Honestly, not terribly surprising. Our model is fairly conservative, and one of the main things the model learned was some type of regression to the mean. On average, players who are toward the top of the league in one season are there because they really outperformed their skill level, and we often see regression of some sort the next season. Consider this fact: if you take the top 20 players in BPM for each of the past five seasons (with above 1000 minutes, so we get rid of players with a small sample size), only 33 percent had a higher BPM the following season! This isn’t just a recent thing either--if you go back fifteen years, that number drops to 30 percent. And we’re not the only ones to notice this trend. If you look at CARMELO, FiveThirtyEight’s projection system, top players like Harden, Curry, Jokic, and Giannis all have projected drops from their previous years.
Is there any truly effective NBA player for whom this model projects a big improvement?
A few! Ben Simmons and Donovan Mitchell are projected to have career years. Andre Drummond and Draymond Green are expected to have bounce-back years (albeit not career years). Overall though, our model is definitely on the conservative side of things; it will be rare for it to predict any large jumps for players that already have high BPM.
I suppose we should talk about Joe Chealey.

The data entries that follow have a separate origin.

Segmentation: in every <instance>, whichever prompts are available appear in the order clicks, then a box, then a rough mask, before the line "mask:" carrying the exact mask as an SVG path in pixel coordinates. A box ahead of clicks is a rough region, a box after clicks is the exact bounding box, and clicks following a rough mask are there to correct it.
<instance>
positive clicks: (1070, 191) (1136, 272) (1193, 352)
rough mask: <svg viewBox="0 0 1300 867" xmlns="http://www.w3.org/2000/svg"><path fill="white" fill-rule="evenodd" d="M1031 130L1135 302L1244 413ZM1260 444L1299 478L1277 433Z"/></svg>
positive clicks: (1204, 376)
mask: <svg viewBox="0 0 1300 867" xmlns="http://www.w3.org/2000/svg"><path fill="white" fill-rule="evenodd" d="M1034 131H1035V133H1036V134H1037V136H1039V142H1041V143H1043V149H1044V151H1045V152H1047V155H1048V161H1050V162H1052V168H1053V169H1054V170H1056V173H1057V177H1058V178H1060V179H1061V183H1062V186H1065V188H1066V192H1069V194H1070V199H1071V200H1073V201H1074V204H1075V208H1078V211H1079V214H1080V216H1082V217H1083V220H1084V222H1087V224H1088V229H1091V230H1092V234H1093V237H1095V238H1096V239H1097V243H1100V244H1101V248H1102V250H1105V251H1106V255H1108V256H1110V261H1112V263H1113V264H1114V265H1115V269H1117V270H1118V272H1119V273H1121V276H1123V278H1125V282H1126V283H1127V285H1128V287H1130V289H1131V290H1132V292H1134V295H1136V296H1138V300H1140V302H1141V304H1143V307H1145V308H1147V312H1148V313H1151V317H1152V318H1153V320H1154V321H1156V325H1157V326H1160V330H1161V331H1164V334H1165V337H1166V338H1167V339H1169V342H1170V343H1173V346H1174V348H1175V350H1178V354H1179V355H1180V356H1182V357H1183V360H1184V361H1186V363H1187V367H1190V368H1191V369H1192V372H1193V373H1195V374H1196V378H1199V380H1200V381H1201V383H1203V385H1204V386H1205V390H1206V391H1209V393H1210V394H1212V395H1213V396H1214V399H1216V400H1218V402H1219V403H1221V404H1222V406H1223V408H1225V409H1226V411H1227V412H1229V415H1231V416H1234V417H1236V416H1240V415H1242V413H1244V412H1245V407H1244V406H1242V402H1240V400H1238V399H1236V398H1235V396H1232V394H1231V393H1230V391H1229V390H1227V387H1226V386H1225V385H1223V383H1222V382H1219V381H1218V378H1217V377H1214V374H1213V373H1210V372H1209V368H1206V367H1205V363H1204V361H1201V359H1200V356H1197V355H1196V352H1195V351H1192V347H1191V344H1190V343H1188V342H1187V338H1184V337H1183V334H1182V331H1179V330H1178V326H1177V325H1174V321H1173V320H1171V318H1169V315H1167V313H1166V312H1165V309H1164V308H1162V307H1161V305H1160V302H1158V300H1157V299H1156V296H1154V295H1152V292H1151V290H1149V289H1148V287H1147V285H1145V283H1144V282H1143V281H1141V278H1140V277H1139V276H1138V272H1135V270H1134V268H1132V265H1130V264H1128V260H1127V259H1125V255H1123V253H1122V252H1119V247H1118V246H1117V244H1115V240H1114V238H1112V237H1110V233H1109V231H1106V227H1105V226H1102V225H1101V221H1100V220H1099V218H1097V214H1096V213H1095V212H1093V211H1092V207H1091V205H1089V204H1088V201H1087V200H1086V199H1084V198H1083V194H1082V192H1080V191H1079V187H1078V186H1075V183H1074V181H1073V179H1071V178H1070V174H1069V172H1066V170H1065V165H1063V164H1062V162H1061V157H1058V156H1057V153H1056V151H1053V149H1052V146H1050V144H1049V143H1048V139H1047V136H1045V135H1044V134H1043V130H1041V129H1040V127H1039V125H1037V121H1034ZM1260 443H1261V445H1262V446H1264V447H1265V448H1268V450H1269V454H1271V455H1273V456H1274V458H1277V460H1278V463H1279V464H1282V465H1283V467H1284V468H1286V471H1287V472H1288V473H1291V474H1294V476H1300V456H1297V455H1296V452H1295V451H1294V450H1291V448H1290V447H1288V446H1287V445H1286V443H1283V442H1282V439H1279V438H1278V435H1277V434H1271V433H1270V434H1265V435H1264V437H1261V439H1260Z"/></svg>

Hah! I suppose you are referring to the fact that he is expected to jump up 12 (!!) points in BPM. I think it’s important to keep in mind several things. First, his BPM last year was abysmal: -17. Second, he only played 8 minutes last year, so if there were error bars for BPM estimates, his would be huge. Lastly, he is still projected to be -4.8, so still a pretty bad player.

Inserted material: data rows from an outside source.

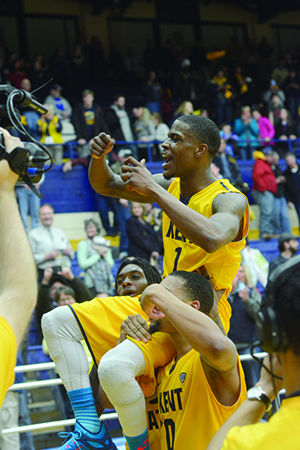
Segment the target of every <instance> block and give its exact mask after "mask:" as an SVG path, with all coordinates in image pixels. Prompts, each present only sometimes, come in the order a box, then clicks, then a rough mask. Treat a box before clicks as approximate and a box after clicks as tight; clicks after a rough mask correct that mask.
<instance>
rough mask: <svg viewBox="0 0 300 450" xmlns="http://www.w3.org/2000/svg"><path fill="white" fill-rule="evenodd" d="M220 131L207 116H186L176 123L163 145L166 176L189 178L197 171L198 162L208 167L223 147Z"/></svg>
mask: <svg viewBox="0 0 300 450" xmlns="http://www.w3.org/2000/svg"><path fill="white" fill-rule="evenodd" d="M220 143H221V141H220V132H219V129H218V127H217V125H216V124H215V123H214V122H213V121H212V120H210V119H208V118H207V117H203V116H194V115H184V116H180V117H179V118H178V119H176V120H175V122H174V123H173V125H172V127H171V129H170V131H169V136H168V138H167V139H166V141H165V142H164V143H163V144H162V148H163V157H164V158H165V160H166V162H165V163H164V164H163V169H164V172H163V175H164V177H165V178H166V179H170V178H172V177H180V178H184V177H187V178H188V177H190V176H191V174H193V173H194V171H195V170H198V167H199V163H201V164H205V166H208V165H209V164H210V163H211V161H212V159H213V157H214V156H215V155H216V153H217V152H218V150H219V148H220Z"/></svg>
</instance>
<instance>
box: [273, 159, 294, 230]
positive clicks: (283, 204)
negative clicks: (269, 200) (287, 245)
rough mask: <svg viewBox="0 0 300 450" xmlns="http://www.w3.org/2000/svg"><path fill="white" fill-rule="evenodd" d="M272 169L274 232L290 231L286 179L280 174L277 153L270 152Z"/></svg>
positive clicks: (289, 218)
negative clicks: (270, 154)
mask: <svg viewBox="0 0 300 450" xmlns="http://www.w3.org/2000/svg"><path fill="white" fill-rule="evenodd" d="M272 156H273V160H272V165H271V167H272V170H273V172H274V175H275V177H276V183H277V192H276V194H275V199H274V200H275V203H274V207H275V214H274V228H273V229H274V233H275V235H280V234H281V233H291V224H290V218H289V211H288V205H287V201H286V198H285V182H286V179H285V177H284V176H283V174H282V170H281V167H280V165H279V154H278V153H277V152H273V154H272Z"/></svg>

I find myself interested to know "of players projected to actually help their teams next year, who do we expect to improve the most?" That list is fascinating, and thick with names like Wendell Carter Jr., Deandre Ayton, Ben Simmons, Donovan Mitchell, Jamal Murray, Devin Booker, Zach Collins, Jonathan Isaac. Those people I just named were all born between 1996 and 1999!
Not terribly surprising! If you look at the data, overwhelmingly younger players improve the most. Serious improvements past the age of 25 are rare to find. If you look at the 100 players in our dataset who improved the most over their previous seasons while posting a positive BPM, 67 of them were 24 or younger. Although older players can definitely make the leap if put in the right scenario, we don’t have a ton of complex features to capture these “right” scenarios—and so it stands to reason that on average, our model projects players in that age span to improve the most.

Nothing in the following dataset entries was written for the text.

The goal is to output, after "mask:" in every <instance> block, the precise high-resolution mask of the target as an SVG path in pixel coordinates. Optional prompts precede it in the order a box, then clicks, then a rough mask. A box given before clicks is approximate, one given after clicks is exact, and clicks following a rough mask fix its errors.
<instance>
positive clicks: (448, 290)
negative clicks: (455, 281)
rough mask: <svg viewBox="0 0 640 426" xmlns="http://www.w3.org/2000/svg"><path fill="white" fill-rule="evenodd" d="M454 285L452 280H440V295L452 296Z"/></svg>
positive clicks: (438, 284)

You pointed out that there is something going on with big men. Can you explain that a bit, and maybe help us think about how to apply that knowledge to these results?
So I think the key thing to keep in mind—not only here but for this whole exercise—is that this relies extremely heavily on BPM. And although BPM is great for a lot of reasons, it can also be bad for a lot of reasons. As touched on before, it can be unstable. It can also overvalue or undervalue certain things, as opposed to both of the other all-in-one metrics and our own eye test. One of those things seems to be rebounds/blocks, as it seemed to us that players like Rudy Gobert, Nikola Vucevic, Jusuf Nurkic, Derrick Favors, etc. may be overrated. This means that when predictions appear to overvalue or undervalue a player, there is a good chance that means that BPM overvalues or undervalues said player, not our model.